Wednesday, June 29, 2005

Imperial Mercantile Co.

The following article from The Hand Book of Texas Online describes how the mercantile came to be:

Sugar Land, where all of the land and businesses were owned by the Kempner-Eldridge partnership, soon attracted a stable population largely made up of Germans and Czechsqqv from the Schulenberg-Flatonia area of Texas. The firm built homes and provided medical treatment for its employees, organized the Imperial State Bank in 1907, and established the Imperial Mercantile Company, a company store, a paper mill, various retail stores, a cotton gin, and a feed mill. The Sugar Land Manufacturing Company operated an acid plant, produced Imperial vinegar and pickles, and was involved in meatpacking, canning, and the processing of a variety of agricultural crops. In 1911 the firm built a plant for the Sealy Mattress Company as part of an effort to attract other manufactures and later completed a plant for the periodical Texas Farm and Industrial News, which became the Texas Commercial News.
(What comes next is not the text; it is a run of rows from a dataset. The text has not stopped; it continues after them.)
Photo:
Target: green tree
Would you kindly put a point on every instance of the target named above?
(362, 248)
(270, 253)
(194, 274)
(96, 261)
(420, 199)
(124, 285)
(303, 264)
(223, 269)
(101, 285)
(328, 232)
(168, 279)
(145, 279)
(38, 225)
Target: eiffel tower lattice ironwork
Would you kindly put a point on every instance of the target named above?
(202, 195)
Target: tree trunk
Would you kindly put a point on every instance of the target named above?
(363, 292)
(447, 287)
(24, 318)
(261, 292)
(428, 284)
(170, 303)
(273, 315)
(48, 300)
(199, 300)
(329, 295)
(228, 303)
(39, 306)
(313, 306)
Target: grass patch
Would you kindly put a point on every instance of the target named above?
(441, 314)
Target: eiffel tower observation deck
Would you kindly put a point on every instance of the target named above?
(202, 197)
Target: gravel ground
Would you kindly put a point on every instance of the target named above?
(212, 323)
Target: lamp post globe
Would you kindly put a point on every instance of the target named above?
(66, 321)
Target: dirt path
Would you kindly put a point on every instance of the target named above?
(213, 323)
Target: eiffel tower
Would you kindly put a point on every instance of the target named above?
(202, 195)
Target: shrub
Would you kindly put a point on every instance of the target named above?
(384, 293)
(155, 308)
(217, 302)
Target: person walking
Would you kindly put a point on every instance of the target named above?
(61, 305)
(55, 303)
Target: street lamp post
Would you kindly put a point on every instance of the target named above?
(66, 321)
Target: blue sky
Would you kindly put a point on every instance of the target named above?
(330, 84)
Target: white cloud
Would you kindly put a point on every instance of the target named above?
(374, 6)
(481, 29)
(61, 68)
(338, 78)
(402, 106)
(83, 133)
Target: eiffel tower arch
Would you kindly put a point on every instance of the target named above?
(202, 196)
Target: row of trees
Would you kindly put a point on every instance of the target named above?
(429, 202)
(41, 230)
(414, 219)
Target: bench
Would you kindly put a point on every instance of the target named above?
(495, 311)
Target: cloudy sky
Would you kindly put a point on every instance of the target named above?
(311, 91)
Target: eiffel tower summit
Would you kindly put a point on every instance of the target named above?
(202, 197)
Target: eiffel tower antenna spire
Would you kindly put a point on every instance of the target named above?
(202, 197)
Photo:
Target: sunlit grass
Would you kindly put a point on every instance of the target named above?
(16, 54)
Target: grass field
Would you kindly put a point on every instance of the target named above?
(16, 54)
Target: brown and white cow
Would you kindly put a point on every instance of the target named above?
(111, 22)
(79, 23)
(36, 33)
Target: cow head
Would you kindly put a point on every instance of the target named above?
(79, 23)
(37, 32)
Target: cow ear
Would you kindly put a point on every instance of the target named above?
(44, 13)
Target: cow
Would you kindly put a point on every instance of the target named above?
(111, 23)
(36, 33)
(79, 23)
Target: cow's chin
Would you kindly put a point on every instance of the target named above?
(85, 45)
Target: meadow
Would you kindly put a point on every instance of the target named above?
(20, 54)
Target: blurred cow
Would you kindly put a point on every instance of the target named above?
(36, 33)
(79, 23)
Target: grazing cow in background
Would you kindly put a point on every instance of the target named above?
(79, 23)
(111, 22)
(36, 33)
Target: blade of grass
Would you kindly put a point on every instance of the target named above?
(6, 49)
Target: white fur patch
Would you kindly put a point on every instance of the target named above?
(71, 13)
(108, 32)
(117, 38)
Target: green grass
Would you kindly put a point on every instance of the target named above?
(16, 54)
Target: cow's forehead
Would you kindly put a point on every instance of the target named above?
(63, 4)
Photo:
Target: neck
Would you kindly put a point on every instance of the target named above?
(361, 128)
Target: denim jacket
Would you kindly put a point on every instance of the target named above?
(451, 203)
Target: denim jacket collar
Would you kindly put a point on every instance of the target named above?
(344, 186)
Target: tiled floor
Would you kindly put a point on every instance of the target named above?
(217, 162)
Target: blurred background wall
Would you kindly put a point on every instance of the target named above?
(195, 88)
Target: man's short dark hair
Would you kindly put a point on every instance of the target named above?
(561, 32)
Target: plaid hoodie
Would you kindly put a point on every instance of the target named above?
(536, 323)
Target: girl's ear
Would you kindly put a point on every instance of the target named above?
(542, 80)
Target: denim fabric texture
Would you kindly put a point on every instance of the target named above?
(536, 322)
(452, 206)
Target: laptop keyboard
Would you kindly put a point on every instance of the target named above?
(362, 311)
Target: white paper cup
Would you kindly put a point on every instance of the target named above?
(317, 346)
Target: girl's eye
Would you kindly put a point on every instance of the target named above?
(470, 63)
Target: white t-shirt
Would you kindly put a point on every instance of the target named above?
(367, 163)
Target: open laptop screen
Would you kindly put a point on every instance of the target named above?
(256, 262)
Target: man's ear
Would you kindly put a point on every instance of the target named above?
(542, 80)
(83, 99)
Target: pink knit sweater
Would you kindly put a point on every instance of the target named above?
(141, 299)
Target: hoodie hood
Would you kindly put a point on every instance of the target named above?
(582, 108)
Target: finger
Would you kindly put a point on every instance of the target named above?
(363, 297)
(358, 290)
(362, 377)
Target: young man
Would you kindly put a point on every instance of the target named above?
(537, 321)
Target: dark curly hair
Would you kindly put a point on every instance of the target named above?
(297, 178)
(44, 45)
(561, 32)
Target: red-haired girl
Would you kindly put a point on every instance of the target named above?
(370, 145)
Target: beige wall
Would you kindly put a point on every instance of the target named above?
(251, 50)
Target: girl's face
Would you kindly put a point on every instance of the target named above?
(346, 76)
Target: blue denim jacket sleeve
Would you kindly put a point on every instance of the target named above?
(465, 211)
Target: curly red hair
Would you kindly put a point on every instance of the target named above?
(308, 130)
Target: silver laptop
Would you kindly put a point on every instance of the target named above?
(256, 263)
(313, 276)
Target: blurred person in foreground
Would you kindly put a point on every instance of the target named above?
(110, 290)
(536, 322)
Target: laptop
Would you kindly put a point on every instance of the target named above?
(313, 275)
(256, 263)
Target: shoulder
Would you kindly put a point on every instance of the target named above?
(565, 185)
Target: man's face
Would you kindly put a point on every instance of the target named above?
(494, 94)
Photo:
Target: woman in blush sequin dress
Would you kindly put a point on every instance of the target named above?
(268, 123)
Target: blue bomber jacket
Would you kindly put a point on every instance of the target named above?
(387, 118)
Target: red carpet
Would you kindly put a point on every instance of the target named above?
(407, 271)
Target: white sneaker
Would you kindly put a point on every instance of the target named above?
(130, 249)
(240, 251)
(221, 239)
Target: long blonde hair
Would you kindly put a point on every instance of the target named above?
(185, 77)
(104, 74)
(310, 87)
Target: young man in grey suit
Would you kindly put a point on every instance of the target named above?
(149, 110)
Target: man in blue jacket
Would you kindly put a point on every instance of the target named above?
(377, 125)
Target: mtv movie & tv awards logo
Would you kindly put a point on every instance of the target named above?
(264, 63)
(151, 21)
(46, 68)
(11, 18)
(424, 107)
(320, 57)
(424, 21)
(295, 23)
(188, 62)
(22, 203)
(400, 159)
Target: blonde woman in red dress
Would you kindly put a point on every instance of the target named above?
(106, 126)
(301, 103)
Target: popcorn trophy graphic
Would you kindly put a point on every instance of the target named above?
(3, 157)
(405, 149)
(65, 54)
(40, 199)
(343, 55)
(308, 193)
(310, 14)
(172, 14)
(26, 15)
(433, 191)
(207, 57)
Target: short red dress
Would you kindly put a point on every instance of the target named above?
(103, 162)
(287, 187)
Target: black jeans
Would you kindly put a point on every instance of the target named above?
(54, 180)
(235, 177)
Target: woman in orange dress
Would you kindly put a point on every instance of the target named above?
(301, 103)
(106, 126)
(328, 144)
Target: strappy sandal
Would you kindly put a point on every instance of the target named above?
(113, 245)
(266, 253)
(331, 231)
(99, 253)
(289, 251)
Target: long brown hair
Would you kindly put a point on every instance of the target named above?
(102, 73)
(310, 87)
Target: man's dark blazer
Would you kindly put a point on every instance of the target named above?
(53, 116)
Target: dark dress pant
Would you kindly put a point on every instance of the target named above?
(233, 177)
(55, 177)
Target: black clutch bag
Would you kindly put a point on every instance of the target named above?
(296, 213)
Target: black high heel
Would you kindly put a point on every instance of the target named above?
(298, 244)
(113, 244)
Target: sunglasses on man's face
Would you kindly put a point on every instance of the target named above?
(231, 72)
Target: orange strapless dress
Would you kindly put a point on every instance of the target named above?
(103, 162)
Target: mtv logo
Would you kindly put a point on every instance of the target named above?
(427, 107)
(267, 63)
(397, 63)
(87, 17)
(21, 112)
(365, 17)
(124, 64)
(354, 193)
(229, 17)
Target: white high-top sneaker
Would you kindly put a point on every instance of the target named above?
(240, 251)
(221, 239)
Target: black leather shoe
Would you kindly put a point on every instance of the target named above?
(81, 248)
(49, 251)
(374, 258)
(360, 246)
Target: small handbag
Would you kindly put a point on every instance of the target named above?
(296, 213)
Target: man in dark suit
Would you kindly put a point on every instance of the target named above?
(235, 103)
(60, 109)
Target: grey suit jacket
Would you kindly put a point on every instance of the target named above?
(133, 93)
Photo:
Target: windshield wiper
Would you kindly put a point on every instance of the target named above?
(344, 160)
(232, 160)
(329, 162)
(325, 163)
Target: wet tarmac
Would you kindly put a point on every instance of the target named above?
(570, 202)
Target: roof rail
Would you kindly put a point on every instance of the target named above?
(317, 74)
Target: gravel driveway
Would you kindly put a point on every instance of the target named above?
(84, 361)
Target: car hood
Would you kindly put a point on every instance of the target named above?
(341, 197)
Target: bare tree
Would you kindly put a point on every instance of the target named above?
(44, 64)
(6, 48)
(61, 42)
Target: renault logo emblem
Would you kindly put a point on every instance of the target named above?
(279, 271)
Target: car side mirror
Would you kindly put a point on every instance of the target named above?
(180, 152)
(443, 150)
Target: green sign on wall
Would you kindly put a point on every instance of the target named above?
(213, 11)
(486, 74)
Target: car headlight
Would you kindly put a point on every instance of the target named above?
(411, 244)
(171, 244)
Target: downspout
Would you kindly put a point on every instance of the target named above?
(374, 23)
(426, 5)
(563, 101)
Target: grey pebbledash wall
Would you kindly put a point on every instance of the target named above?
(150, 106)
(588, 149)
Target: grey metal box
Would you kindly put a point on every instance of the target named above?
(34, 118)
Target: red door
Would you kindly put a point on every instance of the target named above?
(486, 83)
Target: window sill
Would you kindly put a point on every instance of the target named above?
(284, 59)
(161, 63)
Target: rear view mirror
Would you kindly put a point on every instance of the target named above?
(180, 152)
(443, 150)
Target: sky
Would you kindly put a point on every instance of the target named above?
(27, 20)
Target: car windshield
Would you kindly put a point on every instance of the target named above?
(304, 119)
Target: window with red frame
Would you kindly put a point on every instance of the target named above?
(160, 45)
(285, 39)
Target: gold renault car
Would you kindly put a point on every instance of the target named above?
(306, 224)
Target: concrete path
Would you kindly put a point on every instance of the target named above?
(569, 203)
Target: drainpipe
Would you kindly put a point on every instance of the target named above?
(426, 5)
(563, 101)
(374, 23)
Convict labor worked the Ellis Plantation until 1914, when the company sold the property to the state of Texas as a prison farm, and for a time thereafter convicts continued to produce sugar (see PRISON SYSTEM). In 1917 the company merged the Imperial Sugar Company and Cunningham Sugar Company to form a new Imperial Sugar Company. Sugarland Industries was organized in 1919 as a trust estate to own and operate the conglomerate of Sugar Land businesses as departments or subsidiaries, and Imperial Sugar Company became a department in the new institution. Kempner and Eldridge remained the sole owners. Gus D. Ulrich served as general manager. Subsidiaries in time included Sugarland Motor Company, Sugar Land Truck Lines, and Texas National Warehouse Company. Affiliated firms included Belknap Realty, Alcorn and Foster Farms, Fort Bend Cattle Company, and Sugar Land Telephone. In 1924 the company was reorganized as a $5 million corporation, and in the late 1920s and early 1930s it successfully fought efforts of the Sugar Trust to control production as well as competition from the Texas Sugar Refining Company at Texas City.